I have been thinking about getting a cell phone. Sometimes I feel quite unencumbered and self-righteous in not having one, but at other times I feel like I am hopelessly old-fashioned and out of touch with reality. Tyler Wigg Stevenson, in his book, Brand Jesus, does not make the case for or against a cell phone, but he does give some insight into how it shapes our identity. It is not merely a tool.

The mobile phone became the first material object in history that was universally available while simultaneously being unique to each consumer. In a way that stands out as singular in the history of the human species, with the mobile phone, anyone can have a phone, but also his or her unique phone, by virtue of its special digital identity. And this fact augurs a shift in our perception of ourselves and our place in history and the world. The mobile phone introduced a new level of control that one could exercise as a consumer. We really do gain a consumer identity that is genuinely unique, and it is here that we see the seeds of serious theological implications for how we live our lives.

Of fundamental concern for us is the fact that though we may choose what we do with our lives, we do not choose the physical settings or characteristics of our humanity, of our God-givenness. Think about the passage of a life and how little of it we actually choose: we do not choose for our parents to meet and procreate. We do not choose the DNA upon which we are built. We do not choose the day of our birth. We do not choose who raises us as children or where.
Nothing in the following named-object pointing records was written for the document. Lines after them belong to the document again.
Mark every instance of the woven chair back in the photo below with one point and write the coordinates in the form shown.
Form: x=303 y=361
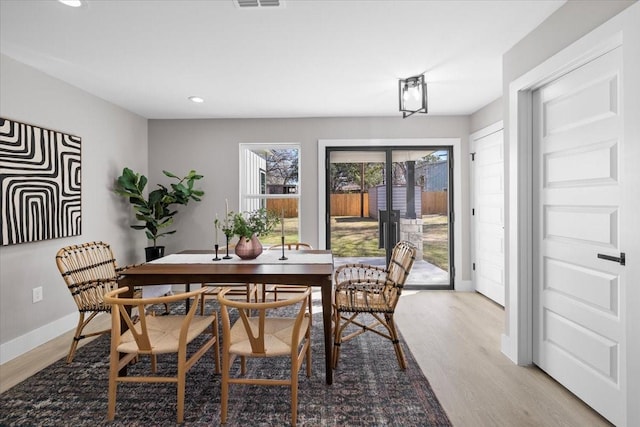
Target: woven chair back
x=402 y=258
x=253 y=316
x=89 y=270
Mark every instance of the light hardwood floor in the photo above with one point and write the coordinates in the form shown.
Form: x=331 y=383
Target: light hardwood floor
x=455 y=337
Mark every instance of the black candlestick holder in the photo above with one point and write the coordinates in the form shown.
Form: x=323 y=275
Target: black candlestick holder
x=282 y=258
x=227 y=256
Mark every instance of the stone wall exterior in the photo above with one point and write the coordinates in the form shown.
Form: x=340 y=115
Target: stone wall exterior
x=411 y=231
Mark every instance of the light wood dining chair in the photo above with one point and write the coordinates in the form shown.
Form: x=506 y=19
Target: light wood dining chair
x=154 y=335
x=89 y=271
x=257 y=335
x=367 y=290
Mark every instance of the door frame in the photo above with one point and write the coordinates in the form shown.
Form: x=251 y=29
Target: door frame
x=517 y=341
x=357 y=144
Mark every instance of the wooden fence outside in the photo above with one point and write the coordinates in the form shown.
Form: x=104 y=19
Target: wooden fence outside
x=433 y=202
x=349 y=204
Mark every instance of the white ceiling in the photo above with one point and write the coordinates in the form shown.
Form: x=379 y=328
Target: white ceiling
x=321 y=58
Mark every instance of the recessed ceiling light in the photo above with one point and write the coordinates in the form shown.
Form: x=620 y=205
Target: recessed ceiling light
x=72 y=3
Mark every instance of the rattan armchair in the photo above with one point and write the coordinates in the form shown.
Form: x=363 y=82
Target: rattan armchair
x=154 y=335
x=90 y=271
x=256 y=335
x=366 y=290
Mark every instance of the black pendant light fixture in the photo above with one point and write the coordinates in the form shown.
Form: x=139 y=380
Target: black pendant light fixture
x=412 y=93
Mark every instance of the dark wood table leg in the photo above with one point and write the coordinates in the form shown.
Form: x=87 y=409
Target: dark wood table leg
x=326 y=289
x=123 y=325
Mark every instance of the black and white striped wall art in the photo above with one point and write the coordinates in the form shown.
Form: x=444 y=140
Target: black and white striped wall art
x=40 y=179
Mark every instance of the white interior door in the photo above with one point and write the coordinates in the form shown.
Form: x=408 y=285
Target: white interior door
x=579 y=321
x=488 y=214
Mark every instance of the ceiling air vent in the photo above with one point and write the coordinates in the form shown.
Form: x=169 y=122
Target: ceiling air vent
x=259 y=3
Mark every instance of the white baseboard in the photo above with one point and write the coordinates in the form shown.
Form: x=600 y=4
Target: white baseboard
x=22 y=344
x=464 y=286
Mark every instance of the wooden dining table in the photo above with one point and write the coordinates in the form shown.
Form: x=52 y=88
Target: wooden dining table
x=302 y=267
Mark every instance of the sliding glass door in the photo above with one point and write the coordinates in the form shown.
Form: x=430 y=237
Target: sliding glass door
x=378 y=196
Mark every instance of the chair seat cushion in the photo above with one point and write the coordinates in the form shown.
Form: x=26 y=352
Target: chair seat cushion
x=354 y=300
x=164 y=333
x=277 y=339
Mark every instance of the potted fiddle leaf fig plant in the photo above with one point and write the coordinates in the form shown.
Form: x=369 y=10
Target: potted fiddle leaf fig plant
x=156 y=209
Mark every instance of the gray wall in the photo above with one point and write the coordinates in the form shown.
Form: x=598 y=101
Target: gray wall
x=486 y=116
x=111 y=139
x=211 y=147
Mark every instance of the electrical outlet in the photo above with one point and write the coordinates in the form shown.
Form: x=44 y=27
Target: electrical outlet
x=37 y=294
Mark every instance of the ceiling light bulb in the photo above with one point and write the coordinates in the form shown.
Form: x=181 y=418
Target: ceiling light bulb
x=72 y=3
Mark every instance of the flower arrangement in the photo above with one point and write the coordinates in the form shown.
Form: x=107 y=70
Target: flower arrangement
x=246 y=224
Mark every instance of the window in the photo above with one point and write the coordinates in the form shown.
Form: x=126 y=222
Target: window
x=269 y=178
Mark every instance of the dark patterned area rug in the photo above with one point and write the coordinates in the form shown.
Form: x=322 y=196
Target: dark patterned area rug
x=369 y=389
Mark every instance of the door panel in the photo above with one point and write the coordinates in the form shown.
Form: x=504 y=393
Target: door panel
x=488 y=215
x=578 y=328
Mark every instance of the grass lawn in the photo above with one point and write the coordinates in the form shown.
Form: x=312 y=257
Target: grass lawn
x=354 y=236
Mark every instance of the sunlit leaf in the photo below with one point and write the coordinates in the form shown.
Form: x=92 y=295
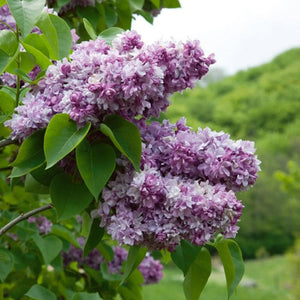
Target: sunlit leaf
x=125 y=136
x=69 y=198
x=61 y=137
x=96 y=163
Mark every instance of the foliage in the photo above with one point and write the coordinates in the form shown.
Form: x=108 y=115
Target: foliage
x=108 y=13
x=261 y=103
x=75 y=133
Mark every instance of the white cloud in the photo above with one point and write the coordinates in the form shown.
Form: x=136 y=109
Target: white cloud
x=241 y=33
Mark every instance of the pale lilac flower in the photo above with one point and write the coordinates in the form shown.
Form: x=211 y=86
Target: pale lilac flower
x=150 y=268
x=128 y=79
x=44 y=225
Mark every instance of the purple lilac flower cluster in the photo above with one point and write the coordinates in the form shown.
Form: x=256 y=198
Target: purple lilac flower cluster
x=128 y=79
x=43 y=224
x=185 y=189
x=150 y=268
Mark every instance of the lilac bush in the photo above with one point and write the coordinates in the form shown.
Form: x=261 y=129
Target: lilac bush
x=150 y=268
x=127 y=78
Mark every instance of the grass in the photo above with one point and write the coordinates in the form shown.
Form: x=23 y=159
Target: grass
x=264 y=279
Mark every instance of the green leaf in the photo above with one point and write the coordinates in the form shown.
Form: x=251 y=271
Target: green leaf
x=39 y=292
x=30 y=155
x=184 y=255
x=61 y=137
x=49 y=246
x=57 y=33
x=232 y=260
x=109 y=276
x=96 y=164
x=125 y=136
x=7 y=56
x=197 y=275
x=106 y=251
x=132 y=288
x=39 y=42
x=42 y=60
x=124 y=13
x=109 y=34
x=89 y=28
x=111 y=16
x=136 y=5
x=65 y=234
x=171 y=4
x=33 y=186
x=8 y=42
x=68 y=198
x=146 y=15
x=6 y=263
x=7 y=103
x=27 y=63
x=135 y=255
x=86 y=296
x=156 y=3
x=26 y=13
x=94 y=237
x=45 y=176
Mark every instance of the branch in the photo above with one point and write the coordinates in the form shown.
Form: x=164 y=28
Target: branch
x=22 y=217
x=6 y=142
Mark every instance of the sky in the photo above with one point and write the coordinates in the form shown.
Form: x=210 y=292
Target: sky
x=241 y=33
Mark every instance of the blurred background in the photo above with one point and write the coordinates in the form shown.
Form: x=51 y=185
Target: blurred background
x=252 y=92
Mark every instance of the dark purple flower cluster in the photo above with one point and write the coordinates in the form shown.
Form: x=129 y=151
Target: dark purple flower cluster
x=185 y=189
x=128 y=79
x=43 y=224
x=150 y=268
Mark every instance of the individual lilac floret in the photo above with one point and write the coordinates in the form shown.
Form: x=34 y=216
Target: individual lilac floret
x=150 y=268
x=44 y=225
x=205 y=155
x=157 y=212
x=128 y=79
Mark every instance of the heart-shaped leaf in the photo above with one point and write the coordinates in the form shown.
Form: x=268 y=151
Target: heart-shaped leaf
x=135 y=255
x=94 y=236
x=68 y=198
x=125 y=136
x=6 y=263
x=49 y=246
x=197 y=275
x=184 y=255
x=39 y=292
x=96 y=164
x=30 y=156
x=86 y=296
x=61 y=137
x=89 y=28
x=57 y=35
x=109 y=34
x=26 y=13
x=232 y=260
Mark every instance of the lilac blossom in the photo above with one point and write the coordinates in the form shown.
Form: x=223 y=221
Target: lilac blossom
x=128 y=79
x=150 y=268
x=44 y=225
x=157 y=212
x=185 y=189
x=202 y=155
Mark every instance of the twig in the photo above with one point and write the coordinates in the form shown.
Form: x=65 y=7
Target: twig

Though we can radically affect our health through our behavior, we do not finally choose how or whether to grow old. Finally, not having chosen our point of entry into time, space, and history, neither will any of us choose whether or not our bodies will one day die. These choices, among the most significant determiners of our lives, are not ours to make.
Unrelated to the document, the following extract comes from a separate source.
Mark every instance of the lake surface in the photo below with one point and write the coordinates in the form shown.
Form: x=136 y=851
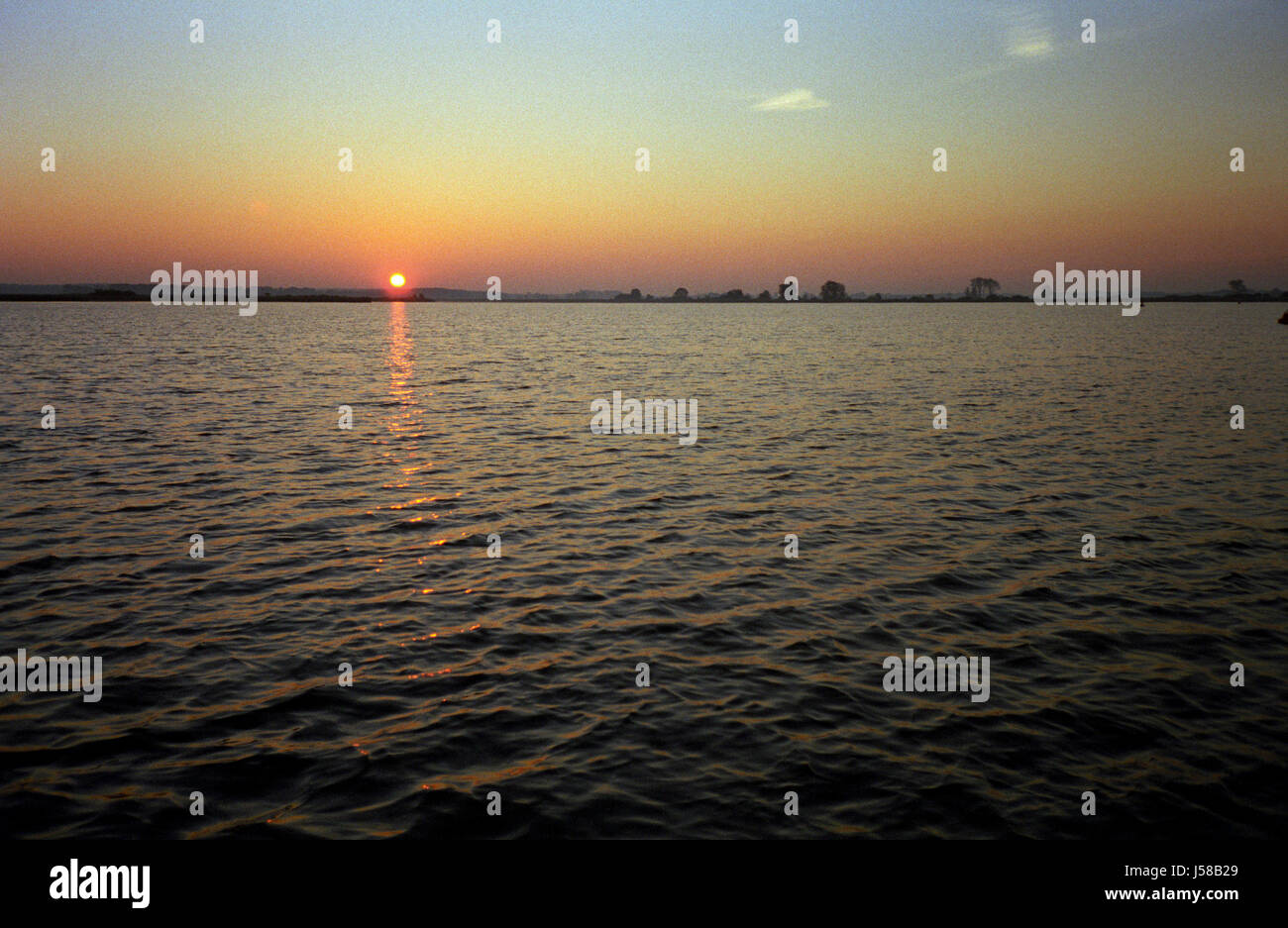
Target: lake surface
x=518 y=673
The sequence of the consumer’s digital “life” and a large part of his or her consumer identity, however, run in nearly perfect inverse parallel to the events of physical existence. [We choose the day to buy. We choose the company to purchase from, etc.] Here is the absolute and categorical difference to which so little attention is paid and yet upon which so very much depends: there will never be an aspect of the consumer’s digital identity that is not chosen and purchased via financial transaction. The same was never true of prior consumer identities. The result is a growing disconnect between our sense of the person we have bought ourselves to be [digital identity] and the person we have been created to be [flesh and blood identity]. This technological development marks a sea change in the way we think about ourselves. The cell phone is but one early example.

He goes on to give some examples of how “developments in manufacturing technology have resulted in an astonishing capacity to personalize mass-produced goods. In this world people are not people before they are consumers—they are people perhaps because they are consumers.”

What do you think? I think I’ll stick with “thinking about it.”